51、駆け出し女神の反撃

「おらあっ!」

「うわっ!?」


 気合いの入ったガネットの雄たけびと共に、頭の上スレスレを斧が薙いでいくのを咄嗟に屈むことで躱しながら、俺は相手の動きに目を向ける。力強い風圧に思わず目を閉じたくなるが、相手から視線を逸らすことだけはしなかった。

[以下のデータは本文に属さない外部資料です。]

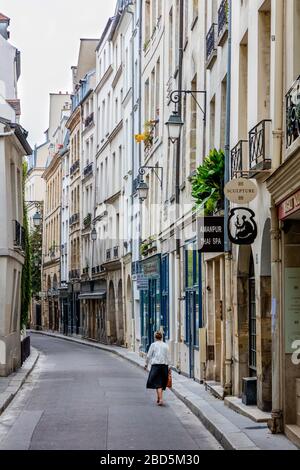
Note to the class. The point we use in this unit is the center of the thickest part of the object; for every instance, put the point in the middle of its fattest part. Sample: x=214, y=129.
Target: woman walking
x=158, y=357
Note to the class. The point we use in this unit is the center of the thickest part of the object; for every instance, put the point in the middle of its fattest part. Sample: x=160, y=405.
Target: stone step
x=293, y=433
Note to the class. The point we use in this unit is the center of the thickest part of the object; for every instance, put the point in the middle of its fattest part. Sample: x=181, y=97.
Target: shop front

「いいですか、アオイ様。どれだけ恐ろしいと思っても相手から目を逸らすことは絶対にしてはいけません」


 頭の中にカミラから言われたことが蘇る。

 何があってもこれだけは覚えておくように、と繰り返し叩きこまれた言葉だ。


「相手から目を離すのは致命的な隙に繋がります。あなたが見ていない間に、敵は眼前に迫っているかもしれない」


 ギラギラとこちらを睨んでくる赤い目が恐ろしい。ぶんぶんと振り回される刃が恐ろしい。向けられる気迫が、殺気が、足を竦ませ目を閉じさせようとさせてくる。

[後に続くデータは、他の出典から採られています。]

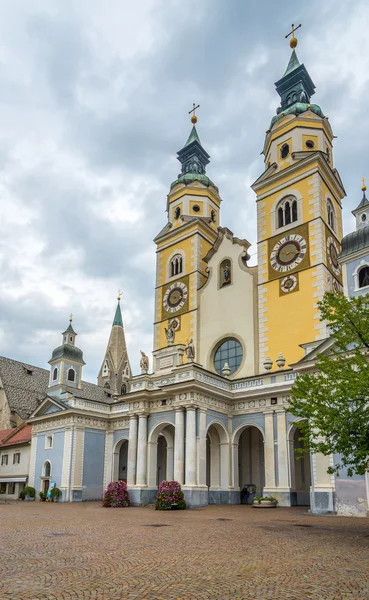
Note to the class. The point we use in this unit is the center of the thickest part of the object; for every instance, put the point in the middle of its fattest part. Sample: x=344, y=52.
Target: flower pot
x=265, y=504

 だが頭の中にあるカミラの言葉が、挫けそうになるたびに俺を鼓舞した。


「目を開けなさい! それだけで、勝ち筋は何倍にも膨れ上がります!」


 斧が風を切る音の中で俺は目を見開く。隙など決して晒してやるもんかと相手を睨みつける。


「……なんだいその目、気に食わないねえ」

「そうか? 結構可愛げのある目になったと思うんだけどな!」


 気に食わない目、というのは目つきが悪かった生前に散々言われた言葉で笑っている場合ではないというのに思わず笑みがもれてしまう。あの日ガンを飛ばすなと詰め寄って来たヤンキーと女神が同じことを言っていると思うとどうにもおかしかった。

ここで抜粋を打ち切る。